W toku dochodzenia ustalono, że w lipcu 2014 roku Sąd Okręgowy w Gliwicach, na wniosek Instytutu Pamięci Narodowej, wszczął postępowanie lustracyjne wobec jednego z radnych Gminy Niegowa. Postępowanie to zakończyło się w maju 2015 roku wydaniem orzeczenia stwierdzającego, że radny w lutym 2008 roku złożył niezgodne z prawdą oświadczenie lustracyjne. – W oświadczeniu tym radny zaprzeczył, że współpracował z organami bezpieczeństwa państwa w latach 1940-1990. Ponadto sąd orzekł wobec lustrowanego utratę prawa wybieralności w wyborach do Sejmu, Senatu, Parlamentu Europejskiego i organach samorządu terytorialnego oraz zakaz pełnienia funkcji publicznych na okres 4 lat – mówi prokurator Tomasz Ozimek, rzecznik Prokuratury Okręgowej w Częstochowie.

W postępowaniu odwoławczym przed Sądem Apelacyjnym w Katowicach uzyskano opinię biegłego z zakresu pisma ręcznego, z której wynikało, że oświadczenie lustracyjne nie zostało podpisane przez radnego. W związku z tym sąd umorzył postępowanie lustracyjne wobec radnego, uzasadniając, że brak podpisu lustrowanego pod oświadczeniem wyklucza możliwość weryfikacji prawdziwości oświadczenia lustracyjnego.

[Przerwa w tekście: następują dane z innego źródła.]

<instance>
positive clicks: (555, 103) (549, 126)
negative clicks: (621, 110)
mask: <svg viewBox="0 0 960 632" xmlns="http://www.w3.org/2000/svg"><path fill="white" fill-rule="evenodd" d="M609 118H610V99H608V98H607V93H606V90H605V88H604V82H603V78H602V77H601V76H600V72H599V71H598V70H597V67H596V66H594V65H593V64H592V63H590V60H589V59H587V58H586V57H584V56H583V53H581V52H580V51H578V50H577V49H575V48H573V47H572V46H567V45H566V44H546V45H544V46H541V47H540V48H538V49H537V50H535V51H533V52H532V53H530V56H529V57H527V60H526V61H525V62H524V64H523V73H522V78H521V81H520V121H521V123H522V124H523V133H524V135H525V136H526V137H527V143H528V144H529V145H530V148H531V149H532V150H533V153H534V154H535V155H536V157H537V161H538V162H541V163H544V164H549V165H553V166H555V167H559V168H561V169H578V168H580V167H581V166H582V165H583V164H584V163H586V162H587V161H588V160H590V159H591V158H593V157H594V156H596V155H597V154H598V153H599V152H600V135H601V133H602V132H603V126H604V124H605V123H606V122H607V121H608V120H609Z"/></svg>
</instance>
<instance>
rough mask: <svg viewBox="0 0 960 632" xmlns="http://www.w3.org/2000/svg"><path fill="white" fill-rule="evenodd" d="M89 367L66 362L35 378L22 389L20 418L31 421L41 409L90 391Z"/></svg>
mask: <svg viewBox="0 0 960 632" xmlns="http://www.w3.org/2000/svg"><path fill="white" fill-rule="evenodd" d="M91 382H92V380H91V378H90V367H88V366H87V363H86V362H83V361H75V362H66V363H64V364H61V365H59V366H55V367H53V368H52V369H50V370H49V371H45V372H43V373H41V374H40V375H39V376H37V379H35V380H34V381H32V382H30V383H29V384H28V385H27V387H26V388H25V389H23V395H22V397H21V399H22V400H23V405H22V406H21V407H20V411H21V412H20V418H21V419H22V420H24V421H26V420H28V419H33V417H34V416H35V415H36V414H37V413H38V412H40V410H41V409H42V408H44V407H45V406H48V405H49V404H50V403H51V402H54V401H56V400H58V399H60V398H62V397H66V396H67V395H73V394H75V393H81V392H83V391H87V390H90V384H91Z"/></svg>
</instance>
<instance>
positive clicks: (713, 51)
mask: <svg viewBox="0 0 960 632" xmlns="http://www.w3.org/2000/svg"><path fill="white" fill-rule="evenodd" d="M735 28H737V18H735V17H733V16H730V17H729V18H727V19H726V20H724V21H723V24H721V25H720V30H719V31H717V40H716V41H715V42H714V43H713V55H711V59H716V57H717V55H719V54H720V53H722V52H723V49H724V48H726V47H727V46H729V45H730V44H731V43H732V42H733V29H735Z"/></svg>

Na podstawie uzyskanej przez prokuratora opinii biegłego z zakresu pisma ręcznego stwierdzono, że podpis pod kwestionowanym oświadczeniem lustracyjnym został sporządzony przez żonę radnego.

– Uwzględniając opisane ustalenia, w toku dochodzenia przedstawiono radnemu zarzut posłużenia się sfałszowanym dokumentem w postaci oświadczenia lustracyjnego, a jego żonie zarzut podrobienia oświadczenia lustracyjnego – dodaje.

Przesłuchany w charakterze podejrzanego radny nie przyznał się do zarzucanego mu przestępstwa i wyjaśnił, że osobiście wypełnił oświadczenie lustracyjne i nie posiada wiedzy, czy oświadczenie zostało podmienione. Jednocześnie zasłaniając się niepamięcią, nie odpowiedział na pytanie, czy był współpracownikiem organów bezpieczeństwa PRL. Natomiast żona radnego przyznała się do zarzucanego jej przestępstwa i wyjaśniła, że sporządziła oświadczenie lustracyjne męża, nie wiedząc, iż zostanie gdziekolwiek przedłożone.

Zarzucane oskarżonym przestępstwo jest zagrożone karą pozbawienia wolności od 3 miesięcy do 5 lat.